Der Löwe muss nicht brüllen
Der neue Papst, der polyglott und gesprächserfahren ist, knüpft daran an. Er will Dialogbrücken bauen – und rückt die spirituelle Quelle des Dialogs in die Mitte der globalen Aufmerksamkeit. Zu Beginn seiner ersten Ansprache verbindet er den Friedensgruß mit dem Namen Christi: "Friede sei mit euch allen! Dies ist der erste Gruß des auferstandenen Christus, des guten Hirten, der sein Leben für die Herde Gottes gegeben hat." Von Christus her, indem das Mysterium Gottes eine Brücke zu den Menschen geschlagen hat, kann Kirche missionarisch und synodal sein. "Wir wollen allen nah sein, die leiden." Der Einsatz in einer krisengeschüttelten und von Spannungen durchzogenen Welt sowie einer polarisierten Kirche muss sich aus dem lebendigen Kontakt mit dieser Quelle speisen. Der Löwe muss nicht brüllen, Leo XIV. kann "unbewaffnet und entwaffnend" den Dialog mit allen aufnehmen, wenn er am Pontifex Christus Maß nimmt: In der Kirche selbst, in der Ökumene, im Gespräch mit dem Judentum und den anderen Religionen, aber auch in einer Welt, die von politischen Disruptionen bedroht wird.

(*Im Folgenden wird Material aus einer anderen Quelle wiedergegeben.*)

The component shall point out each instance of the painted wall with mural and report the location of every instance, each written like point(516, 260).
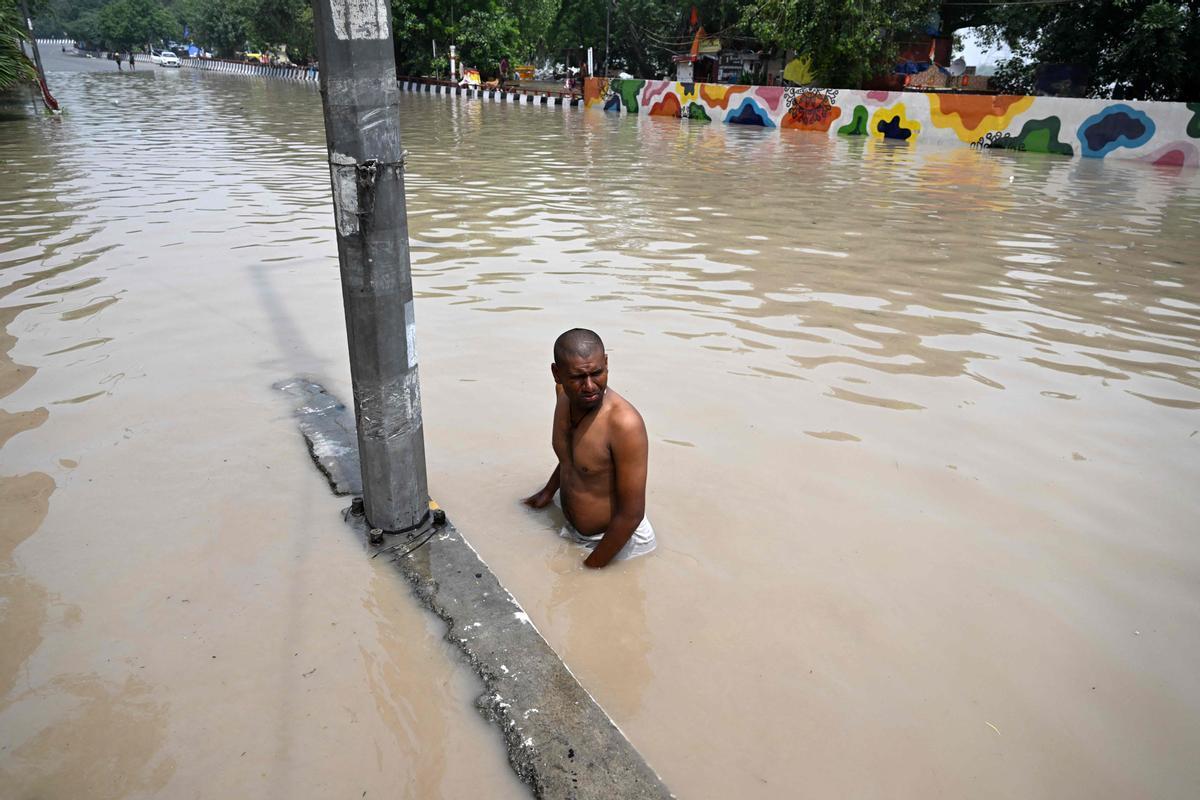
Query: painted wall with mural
point(1162, 133)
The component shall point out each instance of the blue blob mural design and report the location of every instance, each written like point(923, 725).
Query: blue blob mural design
point(750, 113)
point(1116, 126)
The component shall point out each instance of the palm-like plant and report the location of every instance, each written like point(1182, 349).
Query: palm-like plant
point(15, 66)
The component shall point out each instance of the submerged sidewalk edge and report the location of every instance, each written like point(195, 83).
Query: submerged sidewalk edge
point(559, 740)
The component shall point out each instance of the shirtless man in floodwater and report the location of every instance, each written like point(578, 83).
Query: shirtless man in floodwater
point(601, 446)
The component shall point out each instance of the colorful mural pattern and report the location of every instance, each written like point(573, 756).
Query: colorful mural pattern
point(1147, 131)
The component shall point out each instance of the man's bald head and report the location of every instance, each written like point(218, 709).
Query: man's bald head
point(577, 343)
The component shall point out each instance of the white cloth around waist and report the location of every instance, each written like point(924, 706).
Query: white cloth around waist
point(640, 543)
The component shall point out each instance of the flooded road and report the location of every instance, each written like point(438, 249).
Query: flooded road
point(923, 465)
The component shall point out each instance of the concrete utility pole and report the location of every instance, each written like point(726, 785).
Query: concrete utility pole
point(366, 164)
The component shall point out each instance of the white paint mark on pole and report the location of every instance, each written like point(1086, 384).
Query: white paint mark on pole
point(360, 19)
point(346, 193)
point(411, 334)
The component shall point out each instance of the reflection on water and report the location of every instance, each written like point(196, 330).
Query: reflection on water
point(923, 421)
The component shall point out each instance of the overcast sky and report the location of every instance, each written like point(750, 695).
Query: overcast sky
point(975, 53)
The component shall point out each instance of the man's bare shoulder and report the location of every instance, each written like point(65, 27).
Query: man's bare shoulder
point(623, 417)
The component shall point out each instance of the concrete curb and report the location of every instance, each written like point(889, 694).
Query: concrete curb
point(559, 740)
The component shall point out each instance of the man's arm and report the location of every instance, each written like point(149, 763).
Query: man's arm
point(630, 453)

PS: Inzwischen ist publik geworden, dass Leo XIV. ausdrücklich einen Bezug zu Rerum Novarum (1891), der Sozialenzyklika von Leo XIII., hergestellt hat. Im Gespräch mit Kardinal Chomalí bemerkte er, wir stünden heute vor einer „kopernikanischen Revolution“ durch die Veränderungen in künstlicher Intelligenz, Robotics und deren Auswirkungen auf die menschlichen Beziehungen. Bei der Namenswahl habe er sich daher inspirieren lassen durch Leo XIII., der auf die Umbrüche der Industrialisierung klug reagiert und den Dialog zwischen Kirche und moderner Welt aufgenommen habe.